Let us say it is night. Men in rusty armor stand in the windows and menace the hurrying cars with raised, rusty iron gauntlets. Hauberks and helms, blunderbusses, Cromwellian breastplates, matchlocks, creeses, and the swords and daggers of an army of dead-and-gone gallants gleam dully in the ghostly light. Here and there from a corner saloon (lit with Jack-o’-lanterns or phosphorus), stagger forth shuddering, home-bound citizens, nerved by the tankards within to their fearsome journey adown that eldrich avenue lined with the bloodstained weapons of the fighting dead. What street could live inclosed by these mortuary relics, and trod by these spectral citizens in whose sunken hearts scarce one good whoop or tra-la-la remained?

Not Fourth Avenue. Not after the tinsel but enlivening glories of the Little Rialto–not after the echoing drum-beats of Union Square. There need be no tears, ladies and gentlemen; ’tis but the suicide of a street. With a shriek and a crash Fourth Avenue dives headlong into the tunnel at Thirty-fourth and is never seen again.

Near the sad scene of the thoroughfare’s dissolution stood the modest restaurant of Quigg. It stands there yet if you care to view its crumbling red-brick front, its show window heaped with oranges, tomatoes, layer cakes, pies, canned asparagus–its papier-m^ach’e lobster and two Maltese kittens asleep on a bunch of lettuce–if you care to sit at one of the little tables upon whose cloth has been traced in the yellowest of coffee stains the trail of the Japanese advance–to sit there with one eye on your umbrella and the other upon the bogus bottle from which you drop the counterfeit sauce foisted upon us by the cursed charlatan who assumes to be our dear old lord and friend, the “Nobleman in India.”

Quigg’s title came through his mother. One of her ancestors was a Margravine of Saxony. His father was a Tammany brave. On account of the dilution of his heredity he found that he could neither become a reigning potentate nor get a job in the City Hall. So he opened a restaurant.
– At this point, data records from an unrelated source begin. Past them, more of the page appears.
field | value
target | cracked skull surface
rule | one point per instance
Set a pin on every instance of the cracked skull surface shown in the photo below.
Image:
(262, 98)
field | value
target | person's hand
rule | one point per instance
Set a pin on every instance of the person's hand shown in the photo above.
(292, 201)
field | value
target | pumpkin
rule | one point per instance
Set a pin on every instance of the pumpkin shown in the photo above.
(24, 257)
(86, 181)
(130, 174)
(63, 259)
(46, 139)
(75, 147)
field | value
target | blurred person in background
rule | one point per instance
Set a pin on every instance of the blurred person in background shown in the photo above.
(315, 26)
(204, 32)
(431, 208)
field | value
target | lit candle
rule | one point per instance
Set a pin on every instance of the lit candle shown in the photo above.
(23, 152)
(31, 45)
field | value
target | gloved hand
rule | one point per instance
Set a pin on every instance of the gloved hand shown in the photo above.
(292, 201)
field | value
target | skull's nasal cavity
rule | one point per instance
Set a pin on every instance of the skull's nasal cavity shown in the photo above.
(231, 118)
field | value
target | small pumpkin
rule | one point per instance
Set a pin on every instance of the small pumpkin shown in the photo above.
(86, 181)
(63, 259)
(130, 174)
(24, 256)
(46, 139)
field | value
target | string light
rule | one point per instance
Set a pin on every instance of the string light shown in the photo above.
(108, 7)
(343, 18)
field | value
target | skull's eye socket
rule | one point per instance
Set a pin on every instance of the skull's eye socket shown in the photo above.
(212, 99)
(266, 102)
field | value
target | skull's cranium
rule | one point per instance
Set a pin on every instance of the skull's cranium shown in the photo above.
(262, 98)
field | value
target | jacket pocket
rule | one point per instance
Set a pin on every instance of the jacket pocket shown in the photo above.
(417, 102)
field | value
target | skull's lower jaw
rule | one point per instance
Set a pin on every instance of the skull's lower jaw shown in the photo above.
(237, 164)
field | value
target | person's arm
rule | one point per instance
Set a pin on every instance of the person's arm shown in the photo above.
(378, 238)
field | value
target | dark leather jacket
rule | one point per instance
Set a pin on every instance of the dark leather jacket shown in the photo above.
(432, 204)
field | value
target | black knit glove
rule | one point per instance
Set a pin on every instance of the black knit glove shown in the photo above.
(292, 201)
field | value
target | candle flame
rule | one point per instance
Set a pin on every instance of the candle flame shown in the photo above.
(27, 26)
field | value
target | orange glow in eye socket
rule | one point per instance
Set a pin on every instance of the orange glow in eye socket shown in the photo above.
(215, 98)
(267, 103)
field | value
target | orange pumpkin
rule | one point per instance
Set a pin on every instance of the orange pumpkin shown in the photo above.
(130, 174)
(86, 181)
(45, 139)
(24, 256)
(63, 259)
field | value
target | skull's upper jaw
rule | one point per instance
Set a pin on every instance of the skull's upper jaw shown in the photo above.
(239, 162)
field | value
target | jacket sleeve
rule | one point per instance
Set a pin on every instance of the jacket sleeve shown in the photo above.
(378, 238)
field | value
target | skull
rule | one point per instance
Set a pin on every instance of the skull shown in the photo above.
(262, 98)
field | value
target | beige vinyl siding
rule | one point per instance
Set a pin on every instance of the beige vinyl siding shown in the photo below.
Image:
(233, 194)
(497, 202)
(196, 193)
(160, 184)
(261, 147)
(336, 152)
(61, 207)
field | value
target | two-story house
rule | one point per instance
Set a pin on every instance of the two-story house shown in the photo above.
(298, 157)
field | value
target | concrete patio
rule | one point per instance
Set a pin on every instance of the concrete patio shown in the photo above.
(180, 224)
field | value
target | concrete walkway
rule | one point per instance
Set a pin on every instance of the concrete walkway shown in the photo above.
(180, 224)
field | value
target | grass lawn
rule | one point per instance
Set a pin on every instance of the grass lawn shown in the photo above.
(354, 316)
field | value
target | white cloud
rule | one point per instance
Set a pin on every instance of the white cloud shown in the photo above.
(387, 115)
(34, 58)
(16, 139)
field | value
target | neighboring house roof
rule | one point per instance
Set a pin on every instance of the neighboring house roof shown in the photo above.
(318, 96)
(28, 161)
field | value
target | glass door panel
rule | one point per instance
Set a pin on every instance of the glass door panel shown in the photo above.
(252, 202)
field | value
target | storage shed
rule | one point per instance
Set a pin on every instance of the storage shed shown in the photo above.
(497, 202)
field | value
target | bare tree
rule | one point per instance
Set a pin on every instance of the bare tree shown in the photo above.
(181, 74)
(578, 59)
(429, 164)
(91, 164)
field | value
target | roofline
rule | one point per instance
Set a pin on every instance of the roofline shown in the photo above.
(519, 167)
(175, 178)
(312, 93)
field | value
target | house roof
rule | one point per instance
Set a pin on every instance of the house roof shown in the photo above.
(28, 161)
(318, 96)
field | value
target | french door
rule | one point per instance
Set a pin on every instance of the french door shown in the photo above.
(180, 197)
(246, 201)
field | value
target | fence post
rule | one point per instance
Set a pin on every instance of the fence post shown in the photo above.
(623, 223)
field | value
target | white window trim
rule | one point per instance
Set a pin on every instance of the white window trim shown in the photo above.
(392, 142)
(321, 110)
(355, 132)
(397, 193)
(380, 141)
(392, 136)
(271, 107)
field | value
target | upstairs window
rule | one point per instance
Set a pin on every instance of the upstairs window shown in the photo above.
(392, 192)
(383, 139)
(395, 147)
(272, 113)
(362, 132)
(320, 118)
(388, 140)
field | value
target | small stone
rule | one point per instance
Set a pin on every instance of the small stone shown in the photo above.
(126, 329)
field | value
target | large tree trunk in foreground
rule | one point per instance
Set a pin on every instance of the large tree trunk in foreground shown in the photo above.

He was a man full of thought and reading. The business gave him a living, though he gave it little attention. One side of his house bequeathed to him a poetic and romantic adventure. The other have him the restless spirit that made him seek adventure. By day he was Quigg, the restaurateur. By night he was the Margrave–the Caliph–the Prince of Bohemia–going about the city in search of the odd, the mysterious, the inexplicable, the recondite.

One night at 9, at which hour the restaurant closed, Quigg set forth upon his quest. There was a mingling of the foreign, the military and the artistic in his appearance as he buttoned his coat high up under his short-trimmed brown and gray beard and turned westward toward the more central life conduits of the city. In his pocket he had stored an assortment of cards, written upon, without which he never stirred out of doors. Each of those cards was good at his own restaurant for its face value. Some called simply for a bowl of soup or sandwiches and coffee; others entitled their bearer to one, two, three or more days of full meals; a few were for single regular meals; a very few were, in effect, meal tickets good for a week.